Open obeleh opened 6 years ago
Depends what you mean.
Both list_network_interfaces
and list_hardware
have a "speed" field corresponding to the link speed.
The list_hardware
speed is "live," meaning it shows the actual interface speed right now. This is the value of "Link" when you hover over an ethernet port in the GUI's health graphic.
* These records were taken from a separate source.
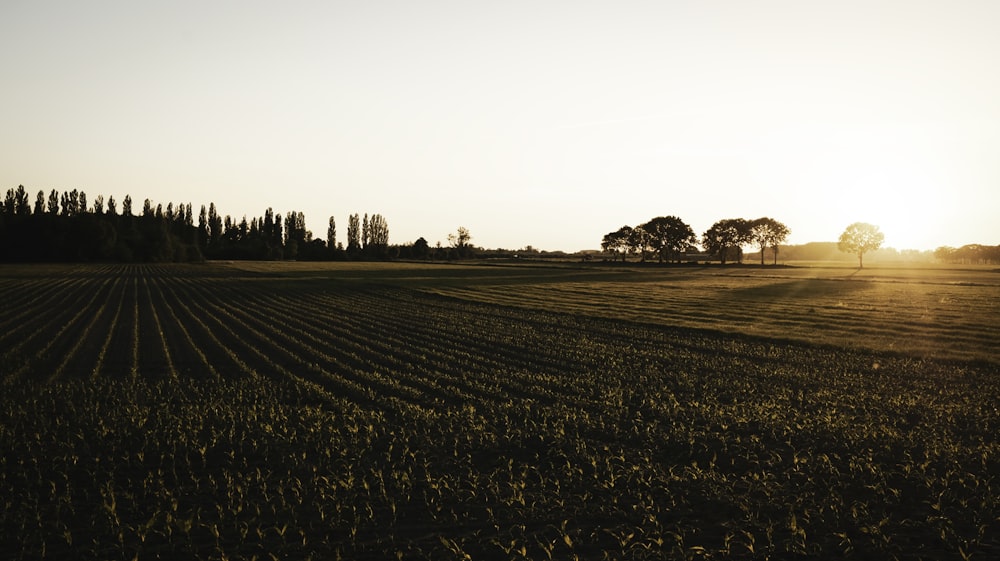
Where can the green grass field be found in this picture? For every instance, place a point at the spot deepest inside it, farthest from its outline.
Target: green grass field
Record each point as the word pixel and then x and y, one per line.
pixel 498 411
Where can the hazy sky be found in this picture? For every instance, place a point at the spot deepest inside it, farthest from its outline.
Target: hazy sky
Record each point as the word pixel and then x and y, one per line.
pixel 530 123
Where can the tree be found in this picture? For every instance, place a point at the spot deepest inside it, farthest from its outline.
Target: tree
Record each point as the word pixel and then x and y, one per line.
pixel 638 242
pixel 768 232
pixel 353 234
pixel 725 235
pixel 40 203
pixel 214 225
pixel 378 236
pixel 460 241
pixel 421 249
pixel 860 238
pixel 617 242
pixel 53 203
pixel 669 237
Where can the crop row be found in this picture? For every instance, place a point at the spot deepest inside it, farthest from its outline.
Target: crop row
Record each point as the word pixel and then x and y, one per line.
pixel 165 411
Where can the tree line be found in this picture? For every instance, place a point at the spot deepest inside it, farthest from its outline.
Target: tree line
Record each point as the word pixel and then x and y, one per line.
pixel 68 226
pixel 668 238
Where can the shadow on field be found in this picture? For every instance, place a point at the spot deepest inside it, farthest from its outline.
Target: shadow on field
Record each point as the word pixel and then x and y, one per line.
pixel 804 288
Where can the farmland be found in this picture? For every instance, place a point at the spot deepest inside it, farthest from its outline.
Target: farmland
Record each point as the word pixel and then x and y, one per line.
pixel 360 411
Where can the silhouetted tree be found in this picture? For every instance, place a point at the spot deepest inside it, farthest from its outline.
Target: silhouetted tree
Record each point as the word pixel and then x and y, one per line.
pixel 618 242
pixel 669 237
pixel 378 237
pixel 40 203
pixel 353 235
pixel 421 249
pixel 768 232
pixel 860 238
pixel 460 241
pixel 726 235
pixel 53 204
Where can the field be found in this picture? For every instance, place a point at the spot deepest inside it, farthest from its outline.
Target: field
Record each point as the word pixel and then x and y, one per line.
pixel 417 411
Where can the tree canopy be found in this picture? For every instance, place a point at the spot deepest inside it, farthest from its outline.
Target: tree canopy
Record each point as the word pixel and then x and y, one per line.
pixel 860 238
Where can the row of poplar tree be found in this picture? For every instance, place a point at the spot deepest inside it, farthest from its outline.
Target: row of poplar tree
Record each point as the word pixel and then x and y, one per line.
pixel 68 226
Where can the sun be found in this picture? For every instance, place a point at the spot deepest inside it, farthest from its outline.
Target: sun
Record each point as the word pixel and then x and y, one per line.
pixel 905 208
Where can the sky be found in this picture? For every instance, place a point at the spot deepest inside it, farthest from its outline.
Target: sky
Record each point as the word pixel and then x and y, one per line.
pixel 541 123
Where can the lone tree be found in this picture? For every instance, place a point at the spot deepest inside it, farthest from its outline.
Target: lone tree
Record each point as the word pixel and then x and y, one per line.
pixel 860 238
pixel 670 237
pixel 617 242
pixel 725 235
pixel 460 241
pixel 768 232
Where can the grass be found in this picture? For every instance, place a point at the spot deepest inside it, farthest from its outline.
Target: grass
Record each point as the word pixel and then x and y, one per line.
pixel 928 312
pixel 425 411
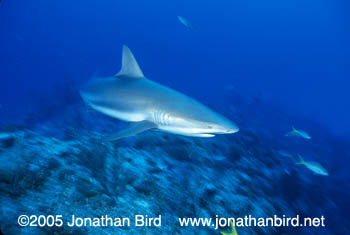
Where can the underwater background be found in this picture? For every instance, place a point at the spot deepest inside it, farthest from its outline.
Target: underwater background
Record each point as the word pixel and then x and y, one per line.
pixel 268 66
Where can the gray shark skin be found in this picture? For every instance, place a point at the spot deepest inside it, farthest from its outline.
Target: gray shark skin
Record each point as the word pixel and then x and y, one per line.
pixel 131 97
The list_network_interfaces
speed is the speed configured on the port.
Here's an example of how the two can differ:
ct0.eth0
list_network_interfaces speed: 1.00 Gb/s
list_hardware speed: 1.00 Gb/s
ct0.eth1
list_network_interfaces speed: 1.00 Gb/s
list_hardware speed: 0.00 b/s <-- nothing is plugged into this port
ct0.eth8
list_network_interfaces speed: 10.00 Gb/s
list_hardware speed: 10.00 Gb/s
ct0.eth9
list_network_interfaces speed: 10.00 Gb/s
list_hardware speed: 10.00 Gb/s
ct1.eth0
list_network_interfaces speed: 1.00 Gb/s
list_hardware speed: 1.00 Gb/s
ct1.eth1
list_network_interfaces speed: 1.00 Gb/s
list_hardware speed: 0.00 b/s
ct1.eth2
list_network_interfaces speed: 10.00 Gb/s
list_hardware speed: 10.00 Gb/s
ct1.eth3
list_network_interfaces speed: 10.00 Gb/s
list_hardware speed: 10.00 Gb/s
ct1.eth8
list_network_interfaces speed: 10.00 Gb/s
list_hardware speed: 10.00 Gb/s
ct1.eth9
list_network_interfaces speed: 10.00 Gb/s
list_hardware speed: 10.00 Gb/s
Source:
import purestorage
array = purestorage.FlashArray("dogfood-snausage", "miranda", "****")
network_ifaces = array.list_network_interfaces()
hardware_ifaces = array.list_hardware()
network_speed_val_to_suffix = {
1: 'b/s',
pow(10, 3) : 'Kb/s',
pow(10, 6) : 'Mb/s',
pow(10, 9) : 'Gb/s'
}
def display_speed(val):
suffix = network_speed_val_to_suffix[1]
for multiplier in reversed(sorted(network_speed_val_to_suffix.keys())):
if val >= multiplier:
suffix = network_speed_val_to_suffix[multiplier]
val = float(val) / multiplier
return '%.2f %s' % (val, suffix)
return '%.2f %s' % (val, suffix)
for network_iface in network_ifaces:
for hardware_iface in hardware_ifaces:
if network_iface["name"] == hardware_iface["name"].lower():
print("{}".format(network_iface["name"]))
print("\t list_network_interfaces speed: {}".format(display_speed(network_iface["speed"])))
print("\t list_hardware speed: {}".format( display_speed(hardware_iface["speed"]) ))
Hope that helps... Anything more than that (latencies, read/write stats) do not exist in the API right now.
Thanks for your answer. I was really looking for throughput and latency. The speeds, I've already found those.
Where / how can I get the network interface throughput and latencies?